¿Despedir docentes durante la pandemia?

28 de mayo de 2020

La educación formal no solo es una política de inclusión y de mejora social, sino que, en este contexto de cuarentena, es la primera contención para jóvenes, niños y niñas. Es una herramienta fundamental para mantener a la población protegida del contagio y para evaluar colectivamente la evolución de la salud pública. Pese a ello, el gobierno transitorio de Jeanine Áñez ha decidido despedir a unos 500 maestras y maestros, agravando, de paso, los problemas de ingresos de otras tantas familias en plena crisis.

Con este debilitamiento del gremio docente, el neoliberalismo de Áñez le pega un nuevo golpe a lo público: la intención del bloque de poder que ella representa busca desprestigiar a la educación estatal para fortalecer el modelo de educación privada.
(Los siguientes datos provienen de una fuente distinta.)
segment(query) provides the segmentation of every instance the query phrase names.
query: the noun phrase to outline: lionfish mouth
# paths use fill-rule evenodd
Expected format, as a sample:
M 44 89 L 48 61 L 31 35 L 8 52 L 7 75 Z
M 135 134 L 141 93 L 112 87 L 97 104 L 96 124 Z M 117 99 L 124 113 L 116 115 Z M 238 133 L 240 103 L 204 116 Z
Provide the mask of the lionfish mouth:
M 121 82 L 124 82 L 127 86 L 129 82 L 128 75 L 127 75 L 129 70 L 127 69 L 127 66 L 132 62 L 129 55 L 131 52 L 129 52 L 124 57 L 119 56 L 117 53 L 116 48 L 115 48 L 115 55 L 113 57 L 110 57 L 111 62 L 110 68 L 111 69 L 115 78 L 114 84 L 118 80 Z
La ausencia de un plan inclusivo y participativo lo delata. En las páginas del Ministerio de Educación no hay ni una sola idea para que los docentes desarrollen en clase, no hay una directiva ni sugerencia de planeamiento, ni siquiera una propuesta de recreación. Pero lo que sí aparece muy bien destacados son los videos de capacitación para docentes junto a las multinacionales de internet y telecomunicaciones que tienen una lógica contraria a los procesos de formación continua que trabajosamente se diseñaron durante los últimos 14 años.

Al respecto, las y los docentes han tomado en sus manos la formación especial para enfrentar la pandemia con herramientas tecnológicas, en vista de la falta de interés del gobierno nacional.

Si toda la apuesta del gobierno nacional en materia educativa es a través de internet, ¿cómo no está promulgada ya la gratuidad de internet para la educación?

A todo esto se le suma la falta de un plan de contingencia para los sectores rurales que no tienen acceso a internet. Y por supuesto, le sigue faltando un plan de retorno a las aulas. 

Además del ideologismo oculto tras los despidos docentes está también el golpe económico que la medida provoca en las familias de las y los trabajadores despedidos. El gobierno se contradice una vez más, ya que el Ministerio de Trabajo prohibió meses atrás los despidos injustificados de trabajadores en el sector público y privado.

La vuelta entera de la contradicción surge cuando la página del ministerio se enorgullece de la cantidad de beneficiados por el Bono Familia, pero le quita el salario a trabajadores públicos.

La democratización de la educación ha costado mucho al Estado boliviano y es uno de los factores de desarrollo social privilegiados. Es la única manera de garantizar la mejora de la economía y la salud de las mayorías. Un proyecto popular y estatal con énfasis en lo público debe recuperar las riendas de la educación boliviana.